Car celui qui pense que le pouvoir absolu purifie le sang des hommes et corrige la bassesse de la nature humaine, n’a qu’à lire l’histoire de cette époque ou de toute autre pour être convaincu du contraire.

Un monarque absolu dispose de toute la latitude de l’état de nature (et des tentations qui l’accompagnent). De plus, cette latitude est « augmentée par le pouvoir et rendue licencieuse par l’impunité ».

Un tel monarque sera probablement, non pas un protecteur, mais une menace pour les droits de ses sujets. Ce résultat est contraire à l’objectif premier de la formation d’une société politique et de la création d’un gouvernement civil, qui était de garantir les droits du peuple mieux qu’ils ne pouvaient l’être dans l’état de nature.

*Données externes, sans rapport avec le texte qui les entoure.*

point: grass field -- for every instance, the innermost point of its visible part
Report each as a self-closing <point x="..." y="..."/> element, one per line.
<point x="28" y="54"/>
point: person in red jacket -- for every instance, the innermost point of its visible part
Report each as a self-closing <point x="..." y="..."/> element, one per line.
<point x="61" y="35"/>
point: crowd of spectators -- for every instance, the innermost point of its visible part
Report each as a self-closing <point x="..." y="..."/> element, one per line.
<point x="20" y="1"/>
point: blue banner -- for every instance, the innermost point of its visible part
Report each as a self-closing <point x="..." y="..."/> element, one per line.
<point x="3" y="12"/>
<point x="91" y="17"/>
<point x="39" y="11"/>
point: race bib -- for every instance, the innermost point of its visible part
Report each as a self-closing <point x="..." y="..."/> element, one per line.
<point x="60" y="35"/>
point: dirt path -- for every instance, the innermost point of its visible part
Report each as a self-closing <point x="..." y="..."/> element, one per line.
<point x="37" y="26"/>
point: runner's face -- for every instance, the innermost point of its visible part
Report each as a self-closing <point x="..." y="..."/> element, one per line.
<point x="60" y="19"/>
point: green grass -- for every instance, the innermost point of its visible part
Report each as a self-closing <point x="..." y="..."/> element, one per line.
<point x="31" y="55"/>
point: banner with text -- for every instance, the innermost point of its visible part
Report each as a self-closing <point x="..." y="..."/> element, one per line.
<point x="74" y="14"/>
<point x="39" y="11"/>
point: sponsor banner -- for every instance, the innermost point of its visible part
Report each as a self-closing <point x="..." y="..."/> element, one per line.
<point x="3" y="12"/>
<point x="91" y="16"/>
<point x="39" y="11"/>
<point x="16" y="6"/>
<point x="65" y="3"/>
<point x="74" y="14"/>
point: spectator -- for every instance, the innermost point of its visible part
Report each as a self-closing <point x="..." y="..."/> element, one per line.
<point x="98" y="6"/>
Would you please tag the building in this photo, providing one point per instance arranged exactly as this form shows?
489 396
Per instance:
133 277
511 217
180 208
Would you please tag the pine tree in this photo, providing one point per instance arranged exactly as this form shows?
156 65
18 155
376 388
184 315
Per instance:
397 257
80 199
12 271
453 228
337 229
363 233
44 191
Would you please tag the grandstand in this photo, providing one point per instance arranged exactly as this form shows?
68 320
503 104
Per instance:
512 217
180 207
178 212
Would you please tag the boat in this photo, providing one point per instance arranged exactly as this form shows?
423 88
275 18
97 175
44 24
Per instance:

Sous l’absolutisme, les droits d’une personne sont en fait moins protégés que dans un état de nature général. Dans l’état de nature, l’Homme n’a aucun recours mais il a au moins la liberté de se débrouiller seul. Un sujet soumis à l’absolutisme n’a ni l’un ni l’autre. Comme le dit Locke :

« … alors que dans l’état ordinaire de la nature il a la liberté de juger de son droit et de le maintenir du mieux qu’il peut ; maintenant, quand sa propriété est envahie par la volonté et l’ordre de son monarque, non seulement il n’a aucun recours, comme ceux de la société devraient en avoir, mais comme s’il était dégradé de l’état commun des créatures rationnelles, il se voit refuser la liberté de juger de son droit, ou de le défendre ; et il est ainsi exposé à toutes les misères et à tous les inconvénients qu’un homme peut craindre de la part de quelqu’un qui, étant dans l’état de nature sans entraves, est cependant corrompu par la flatterie et armé par le pouvoir. »

Locke conclut :

«… il vaut beaucoup mieux être dans l’état de nature, où les hommes ne sont pas obligés de se soumettre à la volonté injuste d’un autre : et si celui qui juge,  juge mal dans son propre cas, ou dans tout autre cas, il en est responsable devant le reste de l’humanité ».

Si, selon Locke, un souverain insiste pour rester dans un état de nature vis-à-vis de ses sujets, ces derniers, plutôt que de se soumettre à sa merci, feraient mieux de lui rendre la pareille : c’est-à-dire d’entrer dans un état de nature vis-à-vis de lui.

Il en va toujours ainsi des absolutistes.